Nicht erst zu den Play-offs in der Deutschen Eishockey-Liga (DEL), verkündet John Chabot, werde er fit sein. Schon vor dem heutigen Berliner Derby zwischen Eisbären und Capitals (Beginn 19.30, Sportforum Hohenschönhausen) wähne er sich in guter Verfassung. Damit kein Missverständnis entsteht, insbesondere bezüglich der Play-offs: Chabot hat zwar vor Jahren beim Tabellenvierten der DEL, den Capitals, gespielt, seit einigen Wochen ist der 38-Jährige aber bei den Eisbären unter Vertrag. Und Chabots Optimismus in Ehren, die Aussichten der Hohenschönhausener, die Saison über die Hauptrunde auszudehnen, erscheinen bei zurzeit 14 Punkten Rückstand auf einen Play-off-Rang eher dürftig.

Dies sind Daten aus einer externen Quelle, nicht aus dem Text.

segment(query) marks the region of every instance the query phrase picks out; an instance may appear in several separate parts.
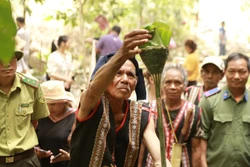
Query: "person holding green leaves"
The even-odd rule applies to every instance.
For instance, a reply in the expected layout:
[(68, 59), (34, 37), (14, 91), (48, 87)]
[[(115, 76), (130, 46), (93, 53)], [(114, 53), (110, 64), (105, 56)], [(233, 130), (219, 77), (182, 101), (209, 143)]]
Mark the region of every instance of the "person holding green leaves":
[(69, 167), (137, 167), (143, 140), (155, 166), (162, 166), (150, 108), (144, 102), (128, 100), (133, 90), (137, 100), (146, 97), (142, 71), (134, 56), (141, 52), (137, 46), (151, 37), (147, 30), (134, 30), (125, 35), (117, 53), (98, 60), (76, 113)]

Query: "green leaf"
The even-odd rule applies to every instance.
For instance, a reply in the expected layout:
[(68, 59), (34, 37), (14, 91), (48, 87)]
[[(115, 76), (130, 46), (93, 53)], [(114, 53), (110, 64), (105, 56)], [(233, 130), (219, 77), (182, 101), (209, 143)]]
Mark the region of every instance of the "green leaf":
[(0, 1), (0, 61), (8, 63), (15, 48), (16, 25), (9, 0)]
[(169, 45), (172, 31), (167, 23), (163, 21), (155, 21), (152, 24), (146, 25), (144, 29), (148, 30), (153, 37), (148, 43), (139, 46), (139, 48), (160, 48)]

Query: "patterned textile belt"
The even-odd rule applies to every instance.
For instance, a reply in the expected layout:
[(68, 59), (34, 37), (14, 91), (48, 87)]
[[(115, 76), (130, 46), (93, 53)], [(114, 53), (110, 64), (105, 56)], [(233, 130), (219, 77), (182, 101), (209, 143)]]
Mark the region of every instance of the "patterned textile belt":
[(22, 153), (18, 153), (18, 154), (12, 155), (12, 156), (7, 156), (7, 157), (1, 157), (0, 156), (0, 163), (1, 164), (3, 164), (3, 163), (4, 164), (14, 163), (16, 161), (28, 158), (28, 157), (30, 157), (31, 155), (34, 155), (34, 154), (35, 154), (34, 148), (32, 148), (30, 150), (27, 150), (27, 151), (24, 151)]

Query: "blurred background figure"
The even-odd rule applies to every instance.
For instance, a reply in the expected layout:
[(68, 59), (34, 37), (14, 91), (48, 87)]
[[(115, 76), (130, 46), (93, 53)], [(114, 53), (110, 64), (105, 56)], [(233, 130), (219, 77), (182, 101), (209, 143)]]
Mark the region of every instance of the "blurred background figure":
[(188, 75), (188, 85), (196, 85), (197, 79), (199, 77), (199, 56), (196, 52), (197, 45), (193, 40), (185, 41), (185, 50), (188, 55), (185, 58), (183, 67), (187, 71)]
[(17, 72), (28, 73), (28, 61), (29, 61), (29, 46), (30, 46), (30, 32), (25, 28), (25, 19), (23, 17), (16, 18), (17, 23), (17, 36), (25, 41), (25, 45), (22, 48), (23, 58), (17, 62)]
[[(42, 167), (67, 167), (69, 140), (75, 122), (72, 102), (74, 96), (64, 90), (62, 81), (46, 81), (41, 84), (50, 115), (39, 120), (36, 129), (39, 146), (36, 153)], [(54, 159), (56, 155), (58, 158)]]
[(220, 56), (226, 55), (226, 30), (225, 22), (221, 22), (221, 27), (219, 29), (219, 41), (220, 41)]
[(154, 80), (147, 69), (143, 71), (143, 76), (146, 79), (147, 100), (149, 102), (156, 100)]
[(104, 56), (108, 53), (118, 51), (122, 46), (122, 41), (119, 38), (121, 27), (114, 26), (109, 34), (103, 35), (96, 44), (96, 54)]
[(47, 80), (60, 80), (64, 82), (66, 91), (70, 91), (73, 82), (72, 55), (69, 49), (69, 37), (59, 36), (57, 46), (54, 41), (51, 46), (51, 54), (47, 62)]

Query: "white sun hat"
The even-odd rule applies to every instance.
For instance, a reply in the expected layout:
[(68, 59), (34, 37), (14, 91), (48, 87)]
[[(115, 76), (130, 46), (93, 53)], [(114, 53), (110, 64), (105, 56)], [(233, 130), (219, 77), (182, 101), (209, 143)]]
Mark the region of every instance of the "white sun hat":
[(57, 80), (49, 80), (41, 84), (46, 103), (74, 102), (72, 93), (66, 92), (64, 83)]
[(219, 56), (208, 56), (208, 57), (205, 57), (205, 59), (201, 63), (201, 67), (203, 67), (206, 64), (214, 64), (221, 71), (223, 71), (224, 67), (225, 67), (224, 61)]

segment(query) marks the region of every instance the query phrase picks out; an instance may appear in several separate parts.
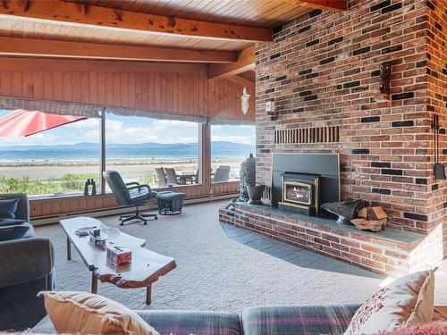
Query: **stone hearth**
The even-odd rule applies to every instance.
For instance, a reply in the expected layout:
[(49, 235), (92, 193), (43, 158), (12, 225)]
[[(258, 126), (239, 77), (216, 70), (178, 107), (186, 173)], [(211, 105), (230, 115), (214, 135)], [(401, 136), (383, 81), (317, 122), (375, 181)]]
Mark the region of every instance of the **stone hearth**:
[(392, 276), (433, 267), (430, 260), (439, 253), (439, 246), (422, 234), (393, 229), (363, 231), (336, 220), (292, 214), (268, 205), (237, 203), (235, 211), (224, 206), (219, 220)]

Vor dem ersten Derby dieser Spielzeit sah das noch anders aus. Da genoss Chabot noch seinen vermeintlichen Ruhestand, und die Eisbären hatten nach drei Spielen bereits sechs Punkte auf ihren Konto, die Capitals nur vier. Nach dem Charlottenburger 4:2-Erfolg vom 17. September sollten sich dann aber die Wege trennen. Auf dem Eis und hinter den Kulissen lief bei den Lokalkonkurrenten alles in entgegengesetzter Richtung. Die Capitals marschierten bis an die Tabellenspitze, feuerten trotzdem Trainer Michael Komma. Beim EHC wurde Übungsleiter Glen Williamson trotz anhaltenden Abwärtstrends nicht beurlaubt.

In den 17 Partien nach dem ersten Derby gab es für den EHC mickrige 15 Punkte. Zwischenzeitliche Lichtblicke, wie die Erfolge gegen Frankfurt und in Düsseldorf, gerieten spätestens am Dienstag nach einer hilflosen Darbietung in Augsburg wieder in Vergessenheit: Da legten die Eisbären ein munteres 5:8 beim Tabellenletzten aufs Eis. Allein der Umstand, dass Alexander Jung im letzten Abschnitt beim Spiel in Augsburg - besagtes Drittel verlor der EHC mit 1:6 - im Minutentakt die Scheiben aus dem Netz fischte, zwang Williamson zum Umdisponieren. Heute gegen die Capitals rückt Klaus Merk wieder zwischen die Pfosten. Ausgerechnet zum Spiel gegen den einstigen Arbeitgeber? "Nein", sagt Merk, "eine besondere Motivation ist das für mich nicht." Er wolle zurück auf seinen angestammten Platz, das sei alles.

Chabot sieht psychologische Ursachen für die in dieser Saison häufig erlebten Einbrüche seines Teams. "Jedes Spiel haben wir für ein paar Minuten Aussetzer", weiß der Kanadier, "wir müssen endlich diese Gehirnkrämpfe los werden." Gehirnkrämpfe hatte Williamson gestern nicht, der EHC-Trainer gab sich vielmehr entschlossen. "Wir müssen am Freitag gewinnen." Ähnlich sah es Chabot, der "aufgeregt ist, das Derby zum ersten Mal von der anderen Seite zu erleben." Bei Derek Mayer hält sich indes die Anspannung in Grenzen. Heute wird Mayer am Unterarm operiert.

Peter Hammarström ist hingegen nicht verletzt, wird heute aber wahrscheinlich wieder einmal nur zuschauen dürfen. Dass der Schwede den Eisbären den Rücken kehren will, ist bekannt. Manager Peter John Lee hatte dem Stürmer schon bedeutet, dass er gehen könne. Williamson steht da aber im Wege. Schließlich werde Hammarström noch gebraucht, sagt Williamson, die Saison sei ja noch lang. Besonders wenn man wie Chabot auch noch in den Play-offs mitmischen möchte.